The issue of employee engagement can cost a company greatly, but does not cost much to rectify. Here are some cost-effective tips on how your management team can increase employee engagement.
1. Put everyone in the right role. This is crucial because if an employee feels as though they do not fit in their position, they will most likely not try as much. This comes down to the management to hire the best fit for the job and the employee themselves to speak up if they feel they are not in the best position.
2. Give them training. Once an employee is where they want and need to be, training is a key resources that can be used for the employee to thrive.
3. Provide task meaningful work. One way to really motivate employees to become engaged is to give them work that is important to them. When an employee feels as though they are just given busy work or work that they do not see has a purpose, they are likely to get disengaged quickly.
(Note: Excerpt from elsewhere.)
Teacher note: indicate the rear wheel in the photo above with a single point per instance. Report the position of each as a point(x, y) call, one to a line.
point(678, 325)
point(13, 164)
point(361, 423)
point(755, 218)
4. Give individual attention and check in often. Communicate with the employee one on one to make sure they still like what they are doing and have all the resources they need. This will harbor trust between the manager and employee, which will also increase engagement. These meetings can be informal and only last a few minutes; they will not cost any money and will keep employees motivated.
5. Put on social events for all employees. Social events, casual or formal, gives the employees a chance to get to know their peers and superiors better. These events will also associate work with enjoyment and will provide increased engagement.
6. Recognize employees for their accomplishments. This recognition can be formal and in front of the whole company or department, or informal conversations at meetings or passing by. Employees like to be told they are doing a good job and appreciate the appreciation. For this small act, employees will want to work harder in order to meet these achievements regularly.
Employee engagement costs businesses a great deal of money, which is a shame when the solution is so simple. The process to improve employee engagement is long-term and needs to be watched over frequently, but if done, will improve engagement greatly. These low cost methods will make the employees, management, and company more successful in the long run.